Women prepping for an IFBB bikini and/or fitness model competition were able to lose significant body fat over 4-months, however lean mass and muscle size were maintained at best (11). Protein intake was kept extraordinarily high at approximately 3 g/kg/day. Resistance and aerobic training were also high.
Highly trained individuals dieting to achieve very low levels of body fat, therefore, might be cautioned for small losses in lean mass and muscle size, despite high levels of protein intake and resistance exercise.
It is possible, but not without challenges, to build muscle without gaining fat or even dropping fat. It appears to depend on some individual factors and key nutrition and training strategies.
- Training: The muscles need to be progressively stressed. Your body adapts to the mechanical load by building more muscle. Resistance training is essential.
- Nutrition: Protein intake needs to be optimized. Maximising muscle synthesis and minimising muscle degradation stimulated by training and for energy utilization in a caloric deficit, requires additional protein intake and timing of protein intake. Requirements are well above government recommendations.

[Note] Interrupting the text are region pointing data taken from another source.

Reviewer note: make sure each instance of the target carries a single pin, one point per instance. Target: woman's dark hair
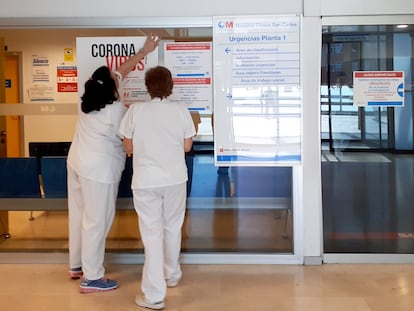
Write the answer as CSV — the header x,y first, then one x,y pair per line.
x,y
100,90
158,81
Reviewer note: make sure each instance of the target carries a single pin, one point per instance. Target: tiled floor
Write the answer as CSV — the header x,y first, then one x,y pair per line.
x,y
219,287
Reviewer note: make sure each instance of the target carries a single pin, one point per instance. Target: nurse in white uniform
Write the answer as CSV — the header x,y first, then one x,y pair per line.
x,y
95,163
158,133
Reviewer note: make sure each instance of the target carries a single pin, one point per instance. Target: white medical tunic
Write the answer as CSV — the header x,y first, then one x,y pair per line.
x,y
158,129
96,152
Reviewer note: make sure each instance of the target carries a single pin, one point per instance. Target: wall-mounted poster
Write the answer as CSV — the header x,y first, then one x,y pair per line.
x,y
93,52
191,66
257,90
379,88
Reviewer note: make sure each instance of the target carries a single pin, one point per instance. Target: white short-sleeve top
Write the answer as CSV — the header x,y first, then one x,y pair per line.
x,y
158,129
96,151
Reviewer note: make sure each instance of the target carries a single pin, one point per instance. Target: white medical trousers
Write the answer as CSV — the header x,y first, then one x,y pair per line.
x,y
91,207
160,218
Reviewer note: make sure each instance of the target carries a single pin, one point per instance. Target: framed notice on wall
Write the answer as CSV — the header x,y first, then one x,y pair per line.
x,y
257,90
93,52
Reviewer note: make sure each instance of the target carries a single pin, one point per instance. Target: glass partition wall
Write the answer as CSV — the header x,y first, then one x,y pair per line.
x,y
235,210
368,151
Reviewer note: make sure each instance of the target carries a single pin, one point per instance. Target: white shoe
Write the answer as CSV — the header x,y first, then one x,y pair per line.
x,y
143,302
172,283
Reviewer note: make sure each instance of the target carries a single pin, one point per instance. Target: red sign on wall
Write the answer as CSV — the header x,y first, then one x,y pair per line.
x,y
67,79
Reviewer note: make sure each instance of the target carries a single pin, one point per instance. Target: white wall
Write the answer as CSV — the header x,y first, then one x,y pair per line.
x,y
365,7
154,8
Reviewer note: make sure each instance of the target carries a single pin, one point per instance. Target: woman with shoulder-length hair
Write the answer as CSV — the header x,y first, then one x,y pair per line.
x,y
95,163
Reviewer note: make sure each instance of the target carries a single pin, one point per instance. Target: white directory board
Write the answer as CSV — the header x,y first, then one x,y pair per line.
x,y
191,66
378,88
257,90
93,52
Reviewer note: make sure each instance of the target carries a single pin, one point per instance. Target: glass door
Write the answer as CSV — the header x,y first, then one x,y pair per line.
x,y
367,151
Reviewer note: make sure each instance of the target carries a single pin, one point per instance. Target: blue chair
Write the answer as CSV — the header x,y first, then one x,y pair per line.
x,y
19,178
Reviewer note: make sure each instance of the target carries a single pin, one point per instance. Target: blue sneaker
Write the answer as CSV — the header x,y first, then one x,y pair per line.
x,y
92,286
75,273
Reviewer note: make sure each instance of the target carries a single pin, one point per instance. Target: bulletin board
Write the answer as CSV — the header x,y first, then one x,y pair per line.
x,y
257,90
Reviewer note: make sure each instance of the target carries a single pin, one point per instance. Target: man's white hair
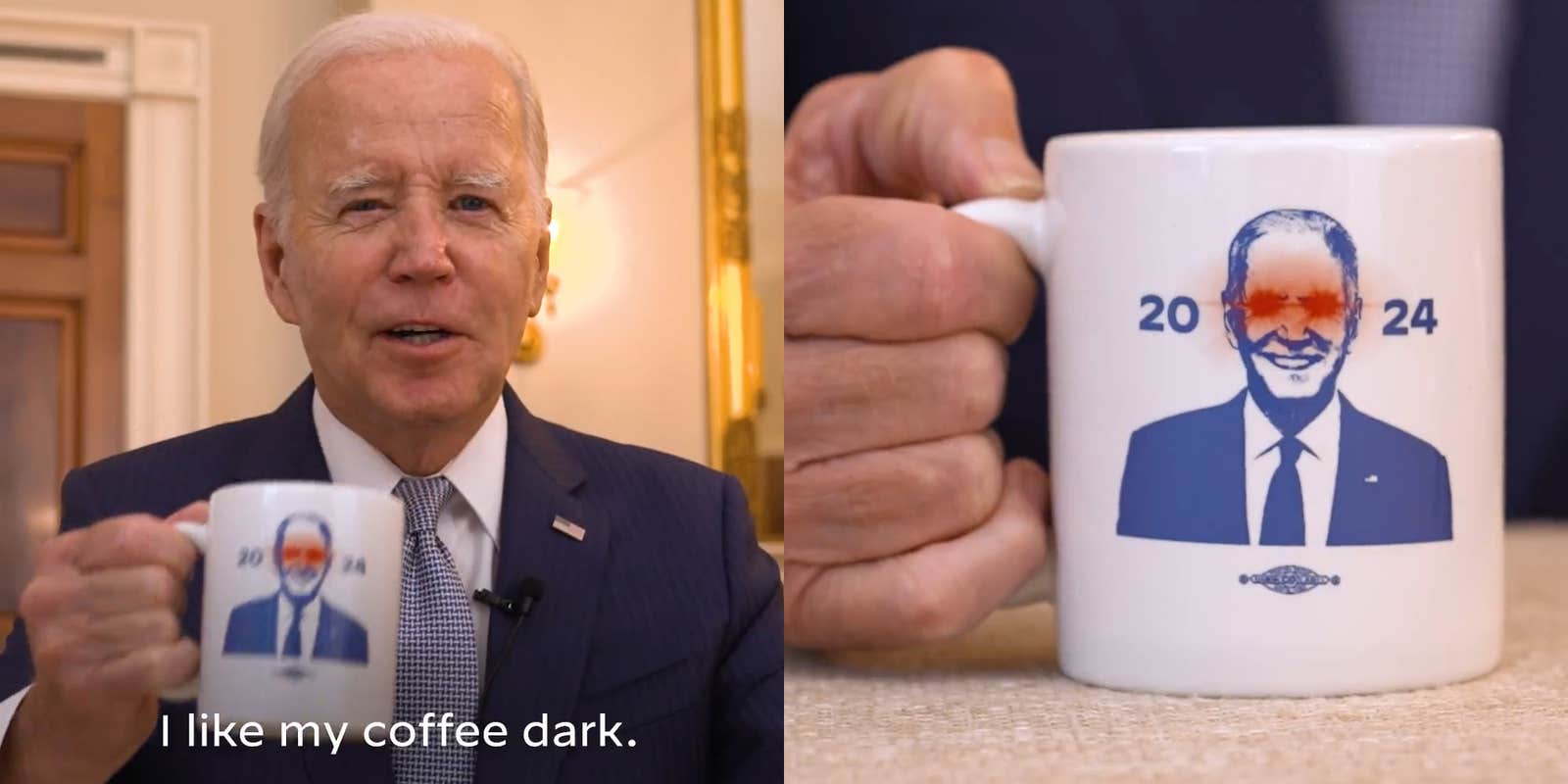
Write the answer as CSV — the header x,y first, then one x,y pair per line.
x,y
384,33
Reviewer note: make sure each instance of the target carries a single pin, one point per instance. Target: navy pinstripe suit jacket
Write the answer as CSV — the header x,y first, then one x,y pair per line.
x,y
666,616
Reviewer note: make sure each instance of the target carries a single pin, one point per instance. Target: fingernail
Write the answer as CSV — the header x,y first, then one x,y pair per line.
x,y
1008,172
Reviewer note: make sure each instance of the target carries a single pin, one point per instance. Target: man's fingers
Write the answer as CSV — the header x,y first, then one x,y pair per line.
x,y
940,124
130,588
122,634
846,396
135,540
896,270
149,670
885,502
193,512
937,592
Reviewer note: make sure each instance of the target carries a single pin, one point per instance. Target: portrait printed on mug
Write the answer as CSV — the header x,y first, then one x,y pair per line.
x,y
1288,460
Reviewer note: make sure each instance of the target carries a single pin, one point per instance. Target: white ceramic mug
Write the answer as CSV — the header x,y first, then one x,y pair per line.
x,y
300,604
1275,405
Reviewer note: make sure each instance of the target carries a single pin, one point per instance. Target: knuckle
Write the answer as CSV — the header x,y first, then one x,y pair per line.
x,y
161,587
44,598
977,378
966,63
930,609
57,549
52,651
940,278
164,629
968,482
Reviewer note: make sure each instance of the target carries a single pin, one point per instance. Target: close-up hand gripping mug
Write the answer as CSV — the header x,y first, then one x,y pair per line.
x,y
300,604
1275,405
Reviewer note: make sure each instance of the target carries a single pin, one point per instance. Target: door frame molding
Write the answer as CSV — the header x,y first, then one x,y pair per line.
x,y
159,71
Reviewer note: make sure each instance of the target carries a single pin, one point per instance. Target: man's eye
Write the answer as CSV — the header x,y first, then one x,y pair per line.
x,y
469,203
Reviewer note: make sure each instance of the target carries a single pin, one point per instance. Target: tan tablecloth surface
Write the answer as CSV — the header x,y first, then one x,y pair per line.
x,y
993,706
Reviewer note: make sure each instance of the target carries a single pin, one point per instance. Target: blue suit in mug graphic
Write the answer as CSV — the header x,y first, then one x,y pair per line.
x,y
1290,460
297,618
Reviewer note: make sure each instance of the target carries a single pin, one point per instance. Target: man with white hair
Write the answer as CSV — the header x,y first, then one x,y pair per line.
x,y
404,232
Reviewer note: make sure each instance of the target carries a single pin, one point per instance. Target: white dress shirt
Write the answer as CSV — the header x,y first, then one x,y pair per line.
x,y
469,524
1316,466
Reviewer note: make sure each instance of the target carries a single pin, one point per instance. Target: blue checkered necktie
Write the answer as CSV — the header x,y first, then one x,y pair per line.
x,y
436,653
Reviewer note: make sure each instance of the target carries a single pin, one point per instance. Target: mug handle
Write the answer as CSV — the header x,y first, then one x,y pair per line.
x,y
1032,224
185,692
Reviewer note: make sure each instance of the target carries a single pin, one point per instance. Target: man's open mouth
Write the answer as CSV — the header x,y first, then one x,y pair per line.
x,y
1293,361
417,334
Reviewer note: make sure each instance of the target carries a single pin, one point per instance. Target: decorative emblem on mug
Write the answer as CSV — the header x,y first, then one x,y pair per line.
x,y
297,618
1288,457
1291,579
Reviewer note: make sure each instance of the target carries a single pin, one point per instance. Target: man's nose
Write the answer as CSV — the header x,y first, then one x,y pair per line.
x,y
420,253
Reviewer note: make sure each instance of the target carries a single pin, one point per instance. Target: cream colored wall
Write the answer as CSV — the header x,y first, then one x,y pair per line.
x,y
256,360
764,44
618,80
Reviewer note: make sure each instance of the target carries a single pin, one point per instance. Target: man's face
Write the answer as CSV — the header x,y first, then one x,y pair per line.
x,y
303,559
416,251
1294,321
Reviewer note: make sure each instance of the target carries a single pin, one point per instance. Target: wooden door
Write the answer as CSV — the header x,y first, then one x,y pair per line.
x,y
62,313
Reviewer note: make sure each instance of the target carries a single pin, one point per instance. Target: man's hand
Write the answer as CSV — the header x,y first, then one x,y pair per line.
x,y
104,626
901,521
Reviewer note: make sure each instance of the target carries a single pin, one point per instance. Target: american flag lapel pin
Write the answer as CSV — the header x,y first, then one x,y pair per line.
x,y
568,527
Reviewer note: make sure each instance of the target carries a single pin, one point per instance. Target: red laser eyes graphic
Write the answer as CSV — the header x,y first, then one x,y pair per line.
x,y
1267,303
306,554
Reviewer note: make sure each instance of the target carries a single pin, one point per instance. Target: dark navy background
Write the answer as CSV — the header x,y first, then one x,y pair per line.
x,y
1100,65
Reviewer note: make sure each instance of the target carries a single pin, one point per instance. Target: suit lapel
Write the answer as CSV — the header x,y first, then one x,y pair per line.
x,y
287,447
1348,510
545,666
1235,477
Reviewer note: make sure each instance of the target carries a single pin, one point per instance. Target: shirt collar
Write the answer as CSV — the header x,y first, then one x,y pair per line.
x,y
1317,436
477,472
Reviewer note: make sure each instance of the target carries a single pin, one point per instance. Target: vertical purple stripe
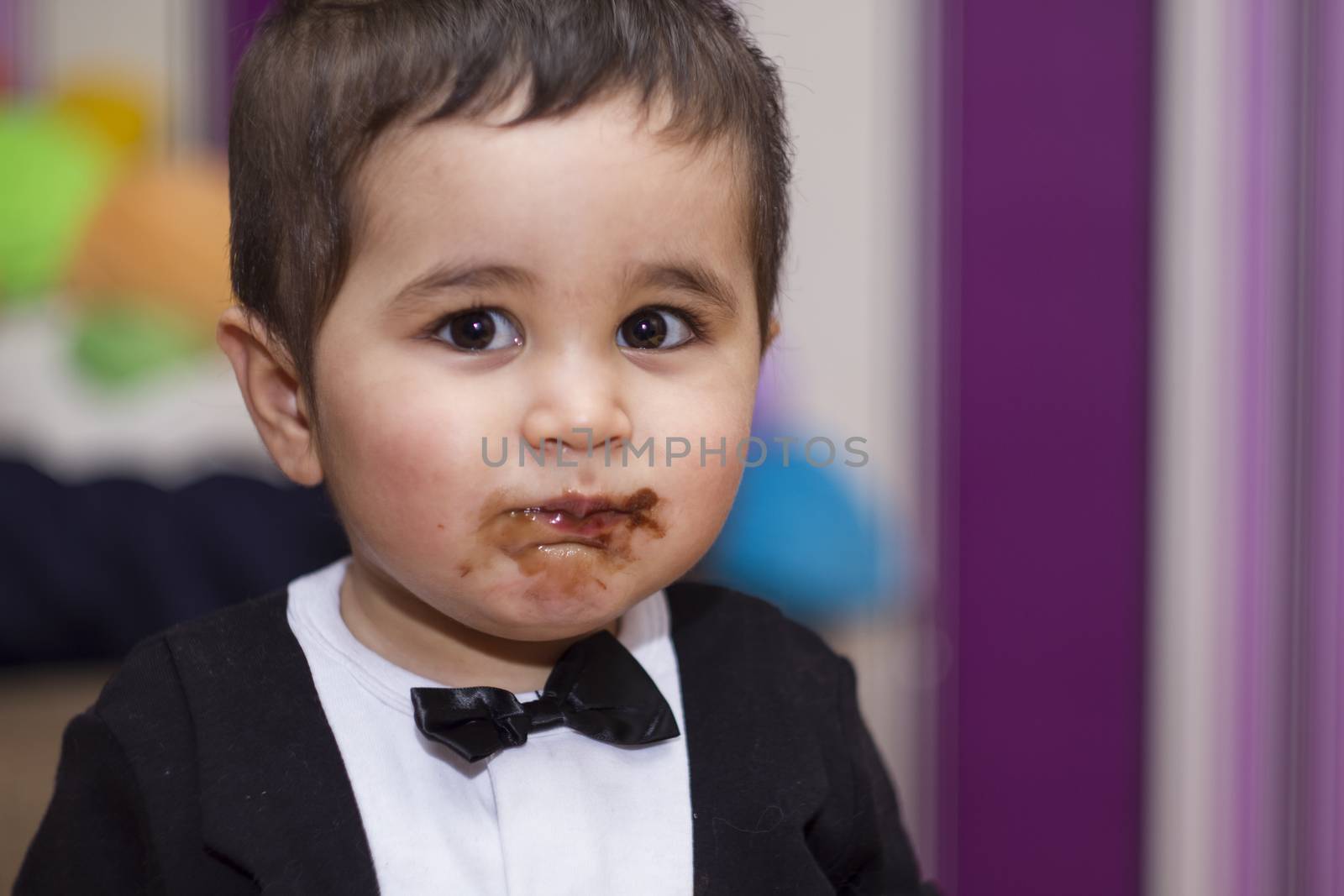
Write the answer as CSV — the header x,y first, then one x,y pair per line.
x,y
1324,720
945,163
235,22
8,45
1263,532
1046,443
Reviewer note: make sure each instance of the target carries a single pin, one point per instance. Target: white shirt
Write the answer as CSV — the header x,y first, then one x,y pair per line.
x,y
561,815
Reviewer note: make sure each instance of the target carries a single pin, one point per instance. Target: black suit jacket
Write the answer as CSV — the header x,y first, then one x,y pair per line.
x,y
207,766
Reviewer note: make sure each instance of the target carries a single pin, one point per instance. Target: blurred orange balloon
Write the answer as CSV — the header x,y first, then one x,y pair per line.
x,y
116,107
161,241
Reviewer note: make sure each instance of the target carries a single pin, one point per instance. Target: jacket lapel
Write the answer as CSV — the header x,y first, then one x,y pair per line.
x,y
756,773
276,799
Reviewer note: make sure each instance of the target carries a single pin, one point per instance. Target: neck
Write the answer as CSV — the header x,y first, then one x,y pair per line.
x,y
410,633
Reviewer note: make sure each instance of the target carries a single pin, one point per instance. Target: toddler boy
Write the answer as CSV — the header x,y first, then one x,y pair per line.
x,y
546,231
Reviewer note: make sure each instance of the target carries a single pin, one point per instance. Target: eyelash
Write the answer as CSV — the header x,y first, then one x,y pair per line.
x,y
698,325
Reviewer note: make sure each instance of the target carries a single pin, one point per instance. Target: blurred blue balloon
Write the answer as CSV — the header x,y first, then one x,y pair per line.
x,y
797,537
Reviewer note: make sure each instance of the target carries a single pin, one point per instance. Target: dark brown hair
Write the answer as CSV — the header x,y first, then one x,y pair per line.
x,y
323,78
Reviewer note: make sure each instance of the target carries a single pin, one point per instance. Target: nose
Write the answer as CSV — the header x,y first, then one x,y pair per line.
x,y
577,403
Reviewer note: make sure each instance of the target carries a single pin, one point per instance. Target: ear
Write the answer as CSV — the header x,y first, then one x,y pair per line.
x,y
770,333
270,389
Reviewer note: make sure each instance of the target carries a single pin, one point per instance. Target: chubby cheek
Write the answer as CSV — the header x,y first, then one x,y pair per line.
x,y
401,474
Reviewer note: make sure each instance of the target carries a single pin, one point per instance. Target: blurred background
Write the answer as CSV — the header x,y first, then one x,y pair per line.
x,y
1075,271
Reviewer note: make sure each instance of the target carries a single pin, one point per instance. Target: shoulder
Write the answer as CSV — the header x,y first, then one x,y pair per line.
x,y
148,684
732,631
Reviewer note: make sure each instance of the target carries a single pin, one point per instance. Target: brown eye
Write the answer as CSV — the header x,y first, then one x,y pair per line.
x,y
654,328
480,331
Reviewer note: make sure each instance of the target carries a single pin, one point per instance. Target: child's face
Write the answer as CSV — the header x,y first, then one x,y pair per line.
x,y
584,212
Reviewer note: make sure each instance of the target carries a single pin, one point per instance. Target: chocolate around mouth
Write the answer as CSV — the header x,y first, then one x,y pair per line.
x,y
519,533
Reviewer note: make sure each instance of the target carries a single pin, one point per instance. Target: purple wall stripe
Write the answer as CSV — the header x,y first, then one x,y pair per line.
x,y
1323,794
1045,459
1265,394
239,19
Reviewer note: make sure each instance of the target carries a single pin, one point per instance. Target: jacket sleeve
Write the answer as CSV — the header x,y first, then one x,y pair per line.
x,y
94,835
874,856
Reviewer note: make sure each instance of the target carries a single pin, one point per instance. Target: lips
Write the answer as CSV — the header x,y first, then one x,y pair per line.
x,y
582,516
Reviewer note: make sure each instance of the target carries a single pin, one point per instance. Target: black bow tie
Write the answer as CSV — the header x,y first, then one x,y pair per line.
x,y
597,688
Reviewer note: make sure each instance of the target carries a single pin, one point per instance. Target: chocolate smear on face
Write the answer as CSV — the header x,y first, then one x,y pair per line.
x,y
570,564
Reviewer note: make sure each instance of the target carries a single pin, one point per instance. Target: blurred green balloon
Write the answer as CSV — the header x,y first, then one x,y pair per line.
x,y
54,172
120,345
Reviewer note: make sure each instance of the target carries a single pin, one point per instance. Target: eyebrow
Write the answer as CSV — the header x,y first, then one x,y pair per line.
x,y
680,275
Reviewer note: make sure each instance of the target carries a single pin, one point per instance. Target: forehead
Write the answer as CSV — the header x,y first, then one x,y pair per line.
x,y
595,190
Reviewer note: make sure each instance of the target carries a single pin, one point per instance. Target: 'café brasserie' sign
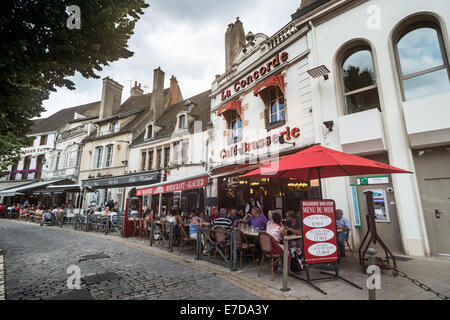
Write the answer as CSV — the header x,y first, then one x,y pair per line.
x,y
288,134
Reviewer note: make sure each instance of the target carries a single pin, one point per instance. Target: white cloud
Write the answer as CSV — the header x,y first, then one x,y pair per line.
x,y
185,38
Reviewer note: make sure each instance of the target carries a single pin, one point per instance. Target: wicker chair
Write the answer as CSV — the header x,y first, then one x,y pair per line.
x,y
244,247
270,249
186,239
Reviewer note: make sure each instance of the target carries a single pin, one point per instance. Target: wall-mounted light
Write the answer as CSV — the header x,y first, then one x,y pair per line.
x,y
282,140
320,71
329,125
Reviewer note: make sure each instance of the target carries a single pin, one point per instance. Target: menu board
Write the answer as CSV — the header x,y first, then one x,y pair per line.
x,y
319,231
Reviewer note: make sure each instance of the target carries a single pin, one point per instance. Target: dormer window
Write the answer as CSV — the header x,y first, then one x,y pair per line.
x,y
182,122
149,131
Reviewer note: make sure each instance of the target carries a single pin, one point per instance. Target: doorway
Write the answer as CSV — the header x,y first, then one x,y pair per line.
x,y
436,204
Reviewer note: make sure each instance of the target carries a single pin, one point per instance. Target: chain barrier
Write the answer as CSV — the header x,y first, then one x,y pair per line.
x,y
420,284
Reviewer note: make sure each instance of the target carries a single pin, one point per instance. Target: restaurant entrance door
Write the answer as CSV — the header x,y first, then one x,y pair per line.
x,y
437,205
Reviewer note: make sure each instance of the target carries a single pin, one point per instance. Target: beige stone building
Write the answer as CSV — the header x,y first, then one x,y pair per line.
x,y
104,167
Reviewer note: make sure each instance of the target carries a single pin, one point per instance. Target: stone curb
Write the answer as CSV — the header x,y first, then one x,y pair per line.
x,y
255,287
2,277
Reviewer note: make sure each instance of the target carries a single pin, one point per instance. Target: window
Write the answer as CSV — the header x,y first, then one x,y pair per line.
x,y
166,157
39,165
149,132
144,158
114,126
26,166
57,161
150,160
182,122
108,156
12,175
98,157
158,158
359,83
176,152
421,60
235,125
43,140
185,152
276,105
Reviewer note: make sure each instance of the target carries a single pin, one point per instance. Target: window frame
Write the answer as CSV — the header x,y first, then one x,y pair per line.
x,y
98,162
184,121
411,25
347,52
106,148
268,110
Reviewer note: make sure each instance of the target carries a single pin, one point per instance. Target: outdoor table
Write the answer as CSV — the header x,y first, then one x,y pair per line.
x,y
286,240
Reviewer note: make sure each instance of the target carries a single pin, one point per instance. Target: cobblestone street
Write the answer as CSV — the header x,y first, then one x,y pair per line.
x,y
36,259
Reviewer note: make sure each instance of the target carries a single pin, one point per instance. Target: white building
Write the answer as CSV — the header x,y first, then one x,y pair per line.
x,y
388,95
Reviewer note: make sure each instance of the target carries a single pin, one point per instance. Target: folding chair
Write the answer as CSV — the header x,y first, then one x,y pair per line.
x,y
270,249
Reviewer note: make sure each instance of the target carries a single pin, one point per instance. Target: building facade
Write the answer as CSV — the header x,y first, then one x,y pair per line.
x,y
261,108
388,98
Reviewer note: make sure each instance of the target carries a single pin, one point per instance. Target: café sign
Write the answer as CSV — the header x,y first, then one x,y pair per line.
x,y
288,134
272,64
188,184
319,229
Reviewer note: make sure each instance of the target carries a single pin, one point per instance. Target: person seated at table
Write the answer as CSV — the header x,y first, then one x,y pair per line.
x,y
257,219
234,216
134,214
222,221
171,217
106,212
343,224
276,229
194,225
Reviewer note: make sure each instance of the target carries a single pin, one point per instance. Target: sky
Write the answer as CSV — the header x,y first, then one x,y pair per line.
x,y
186,38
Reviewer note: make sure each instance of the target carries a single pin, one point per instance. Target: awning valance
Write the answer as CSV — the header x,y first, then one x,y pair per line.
x,y
232,105
185,184
27,188
130,180
273,81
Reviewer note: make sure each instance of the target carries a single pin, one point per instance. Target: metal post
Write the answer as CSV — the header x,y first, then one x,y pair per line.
x,y
371,262
285,263
234,248
199,243
171,226
152,232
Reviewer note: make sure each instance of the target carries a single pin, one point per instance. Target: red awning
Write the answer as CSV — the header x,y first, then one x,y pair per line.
x,y
232,105
273,81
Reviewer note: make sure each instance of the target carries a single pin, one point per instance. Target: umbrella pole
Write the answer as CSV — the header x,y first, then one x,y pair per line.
x,y
320,183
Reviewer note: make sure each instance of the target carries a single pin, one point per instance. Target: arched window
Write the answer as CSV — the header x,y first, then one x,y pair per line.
x,y
182,122
358,79
421,58
149,131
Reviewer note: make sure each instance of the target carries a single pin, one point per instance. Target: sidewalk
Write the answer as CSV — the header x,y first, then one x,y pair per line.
x,y
432,271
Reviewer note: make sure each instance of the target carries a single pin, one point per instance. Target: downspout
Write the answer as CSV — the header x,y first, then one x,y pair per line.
x,y
318,113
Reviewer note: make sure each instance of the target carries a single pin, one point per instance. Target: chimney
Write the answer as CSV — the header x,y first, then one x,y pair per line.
x,y
136,90
234,41
157,99
111,98
173,91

- Energy: To minimise lean muscle losses when following a hypocaloric deficit, keep the rate of losses small. Depending on the added level of physical activity and addition of aerobic training, caloric intake from diet can remain stable whilst fat loss still occur.
(1) Schoenfeld, BJ. (2010) The mechanisms of muscle hypertrophy and their application to resistance training. J Strength Condit Res; 24(10): 2857-2872.
(3) Romijn, JA. et al. (1993) Regulation of endogenous fat and carbohydrate metabolism in relation to exercise intensity and duration. Am J Physiol; 265(3 Pt 1): E380-91.
(4) Coyle, EF. (1995) Substrate utilization during exercise in active people. Am J Clin Nutr; 61(suppl): 968S-79S.
(5) Antonio, J. et al. (2015) A high protein diet (3.4 g/kg/d) combined with a heavy resistance training program improves body composition in healthy trained men and women – a follow-up investigation. J Int Soc Sports Nutr; 12(1): 39.
(6) Antonio, J. et al. (2016) A high protein diet has no harmful effects: a one-year crossover study in resistance-trained males. J Nutr Metab; 2016.
(7) Antonio, J. et al. (2016) The effects of a high protein diet on indices of health and body composition – a crossover trial in resistance-trained men. J Int Soc Sports Nutr; 13: 3
(8) Paoli, A. (2012) Ketogenic diet does not affect strength performance in elite artistic gymnasts. J Int Soc Sports Nutr; 9(1): 34.
(9) Demling, RH. (2000) Effect of a hypocaloric diet, increased protein intake and resistance training on lean mass gains and fat mass loss in overweight police officers. Ann Nutr Metab; 44(1): 21-9.
(10) Walberg, JL. et al. (1988) Macronutrient content of a hypoenergy diet affects nitrogen retention and muscle function in weight lifters. Int J Sports Med; 9(4): 261-6.
(11) Hulmi, JJ. et al. (2017) The effects of intensive weight reduction on body composition and serum hormones in female fitness competitors. Front Physiol; 7: 689.